For this purpose I viewed the namespace to be akin to a LUN on a
SCSI bus. For now controllers usually usually have just one namespace
and the storage is directly connected to it.
In the other subthread I've specifically asked whether the nvme standard
has a notion of namespace hotplug. Since it does it seems to be very
similar to how we deal with SCSI disks.
Ad [1]. That can be a limitation here. I wonder actually if you can have
0 namespaces. If that's possible then the model still holds. Obviously
if we can't have 0 namespaces hotplug would be impossible.
It is possible to have a controller with no namespaces at all or to have gaps in
the namespace IDs, there's no requirement to start from 1. Controllers start
from 1 since that's the sensible thing to do. We can end up in situations with
random namespace IDs simply by adding and deleting namespaces.
> Exposing individual partitions to a disk was done in Xen, but most
> people think it was kind of a mistake, as you could get a partition
> without any containing disk. At least in this case we do have a
> NVME controller present so the namespace isn't orphaned, like the
> old Xen partitons.
Well, the difference is that the nvme device node in linux actually
consists of 3 separate parts:
/dev/nvme0n1p1:
/dev/nvme0
- controller
n1
- namespace
p1
- partition
In this case we end up at the namespace component, so we don't really
deal in any way with partition.
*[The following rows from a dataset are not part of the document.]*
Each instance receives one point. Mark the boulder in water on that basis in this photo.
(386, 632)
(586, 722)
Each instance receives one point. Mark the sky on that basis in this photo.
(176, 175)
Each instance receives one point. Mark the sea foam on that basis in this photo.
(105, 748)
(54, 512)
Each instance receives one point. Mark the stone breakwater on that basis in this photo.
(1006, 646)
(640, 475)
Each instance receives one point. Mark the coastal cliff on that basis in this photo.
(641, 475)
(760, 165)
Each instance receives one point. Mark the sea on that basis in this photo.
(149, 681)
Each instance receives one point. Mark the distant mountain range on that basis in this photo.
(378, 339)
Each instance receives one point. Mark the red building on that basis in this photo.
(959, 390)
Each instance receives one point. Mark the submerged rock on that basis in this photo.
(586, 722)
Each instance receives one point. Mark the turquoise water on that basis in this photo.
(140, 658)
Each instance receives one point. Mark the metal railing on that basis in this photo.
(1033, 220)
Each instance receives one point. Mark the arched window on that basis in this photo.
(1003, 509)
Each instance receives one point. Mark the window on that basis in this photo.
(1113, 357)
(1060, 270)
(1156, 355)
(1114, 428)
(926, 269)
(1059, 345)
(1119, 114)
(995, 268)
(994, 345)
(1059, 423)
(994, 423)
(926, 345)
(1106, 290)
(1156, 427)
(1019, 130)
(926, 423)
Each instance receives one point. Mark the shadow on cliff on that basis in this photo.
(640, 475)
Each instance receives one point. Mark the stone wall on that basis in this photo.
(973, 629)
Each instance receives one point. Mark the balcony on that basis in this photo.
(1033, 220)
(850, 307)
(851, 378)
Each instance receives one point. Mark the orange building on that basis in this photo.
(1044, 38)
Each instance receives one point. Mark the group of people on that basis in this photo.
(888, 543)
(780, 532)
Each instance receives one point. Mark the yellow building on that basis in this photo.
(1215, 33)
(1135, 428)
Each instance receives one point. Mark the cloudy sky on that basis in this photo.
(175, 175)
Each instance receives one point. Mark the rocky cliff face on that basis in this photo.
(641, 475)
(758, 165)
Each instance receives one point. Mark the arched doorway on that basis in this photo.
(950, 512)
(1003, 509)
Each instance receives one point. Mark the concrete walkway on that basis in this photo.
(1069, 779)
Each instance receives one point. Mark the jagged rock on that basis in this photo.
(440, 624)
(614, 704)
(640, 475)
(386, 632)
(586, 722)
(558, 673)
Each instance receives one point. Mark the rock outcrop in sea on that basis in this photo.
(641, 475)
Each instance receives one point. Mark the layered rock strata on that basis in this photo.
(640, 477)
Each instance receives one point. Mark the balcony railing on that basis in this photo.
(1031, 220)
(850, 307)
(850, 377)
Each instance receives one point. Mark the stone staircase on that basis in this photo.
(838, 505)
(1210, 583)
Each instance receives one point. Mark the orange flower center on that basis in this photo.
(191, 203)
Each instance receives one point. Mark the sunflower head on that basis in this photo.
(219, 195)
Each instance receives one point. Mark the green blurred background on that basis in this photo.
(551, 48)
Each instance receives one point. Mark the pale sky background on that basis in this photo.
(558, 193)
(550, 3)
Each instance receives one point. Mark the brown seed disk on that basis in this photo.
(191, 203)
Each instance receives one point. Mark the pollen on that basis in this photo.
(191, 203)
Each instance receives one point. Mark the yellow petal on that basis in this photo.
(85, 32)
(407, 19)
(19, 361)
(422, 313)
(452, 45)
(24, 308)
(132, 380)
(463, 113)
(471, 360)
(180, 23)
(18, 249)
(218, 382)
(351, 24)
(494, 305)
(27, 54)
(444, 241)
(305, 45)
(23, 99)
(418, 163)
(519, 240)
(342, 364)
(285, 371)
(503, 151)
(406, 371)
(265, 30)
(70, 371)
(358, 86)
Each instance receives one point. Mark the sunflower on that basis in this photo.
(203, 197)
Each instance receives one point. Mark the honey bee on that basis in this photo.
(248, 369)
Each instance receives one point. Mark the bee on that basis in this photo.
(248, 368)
It's actually more similar to SCSI
albeit the SCSI naming in linux does in no way include the controller
which actually creates a mess.
Agreed, the partition exists solely within the host, so this isn't a problem.
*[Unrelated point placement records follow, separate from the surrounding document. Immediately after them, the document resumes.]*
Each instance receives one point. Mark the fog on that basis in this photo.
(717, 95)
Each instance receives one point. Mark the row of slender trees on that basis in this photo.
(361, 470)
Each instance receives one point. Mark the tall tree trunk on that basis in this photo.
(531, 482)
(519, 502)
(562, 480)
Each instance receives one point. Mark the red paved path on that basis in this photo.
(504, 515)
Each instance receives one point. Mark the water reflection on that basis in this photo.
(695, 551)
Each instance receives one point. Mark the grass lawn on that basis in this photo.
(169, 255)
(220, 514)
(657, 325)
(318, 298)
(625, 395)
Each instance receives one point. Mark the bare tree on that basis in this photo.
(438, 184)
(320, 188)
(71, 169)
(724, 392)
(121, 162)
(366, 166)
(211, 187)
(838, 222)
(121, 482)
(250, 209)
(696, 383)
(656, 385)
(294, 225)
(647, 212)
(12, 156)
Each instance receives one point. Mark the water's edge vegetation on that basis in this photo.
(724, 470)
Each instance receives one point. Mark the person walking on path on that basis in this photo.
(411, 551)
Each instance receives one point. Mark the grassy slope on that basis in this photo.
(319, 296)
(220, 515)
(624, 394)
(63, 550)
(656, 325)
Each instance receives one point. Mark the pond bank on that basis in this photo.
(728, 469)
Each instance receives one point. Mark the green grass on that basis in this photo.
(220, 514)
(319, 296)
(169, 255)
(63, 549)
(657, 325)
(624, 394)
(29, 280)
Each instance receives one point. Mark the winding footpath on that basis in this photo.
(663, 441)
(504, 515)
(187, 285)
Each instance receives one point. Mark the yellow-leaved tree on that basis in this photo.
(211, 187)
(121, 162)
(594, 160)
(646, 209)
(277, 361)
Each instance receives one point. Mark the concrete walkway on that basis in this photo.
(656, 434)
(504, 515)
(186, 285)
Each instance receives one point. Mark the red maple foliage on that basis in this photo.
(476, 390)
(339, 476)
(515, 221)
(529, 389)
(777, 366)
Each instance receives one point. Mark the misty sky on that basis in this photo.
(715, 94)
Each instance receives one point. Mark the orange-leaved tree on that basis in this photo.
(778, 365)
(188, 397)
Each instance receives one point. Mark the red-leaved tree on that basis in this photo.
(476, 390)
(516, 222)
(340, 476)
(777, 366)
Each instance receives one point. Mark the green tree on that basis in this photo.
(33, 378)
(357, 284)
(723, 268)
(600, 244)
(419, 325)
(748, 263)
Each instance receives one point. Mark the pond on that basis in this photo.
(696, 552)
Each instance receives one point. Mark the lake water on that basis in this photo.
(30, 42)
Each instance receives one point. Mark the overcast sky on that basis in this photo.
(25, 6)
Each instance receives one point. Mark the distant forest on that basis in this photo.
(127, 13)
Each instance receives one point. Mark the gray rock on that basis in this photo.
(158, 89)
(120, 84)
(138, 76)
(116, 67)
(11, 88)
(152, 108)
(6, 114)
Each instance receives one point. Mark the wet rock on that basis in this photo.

Also, I think the analogy of SCSI controller == NVMe controller and
SCSI LUN == NVMe namespace is pretty accurate for all practical purposes.
> The alternative is to say only one host backing store, and then either
> let the guest dynamically carve it up into namespaces, or have some
> data format in the host backing store to represent the namespaces, or
> have an XML element to specify the regions of host backing that
> correspond to namespaces, eg
>
> <disk type="file" device="nvme">
> <source file="/some/file.qcow"/>
> <target bus="nvme"/>
> <namespaces>
> <region offset="0" size="1024000"/>
> <region offset="1024000" size="2024000"/>
> <region offset="2024000" size="4024000"/>
> </namespaces>
> <address type="pci" .../>
> </disk>
>
> this is of course less flexible, and I'm not entirely serious about
> suggesting this, but its an option that exists none the less.
Eww. This is disgusting and borderline useless if you ever want to
modify the backing image, but it certainly can be achieved with multiple
'raw' format drivers.
I agree that this is too limiting.
I don't think the NVMe standard mandates that the memory backing the
namespace must be the same for all namespaces.
The NVMe spec says:
"A namespace is a quantity of non-volatile memory that may be formatted into
logical blocks." (v1.4)
So we can pretty much do whatever we want. Having a single NVMe controller
through which we can pass all disks to a VM can be useful because it simplifies
management and reduces resource consumption both in the guest and the host. But
we can definitely add as many controllers as we want should we need to.
For a less disgusting and more usable setup, the namespace element can
be a collection of <source> elements.
The above also will require use of virDomainUpdateDevice if you'd want
to change the backing store in any way since that's possible.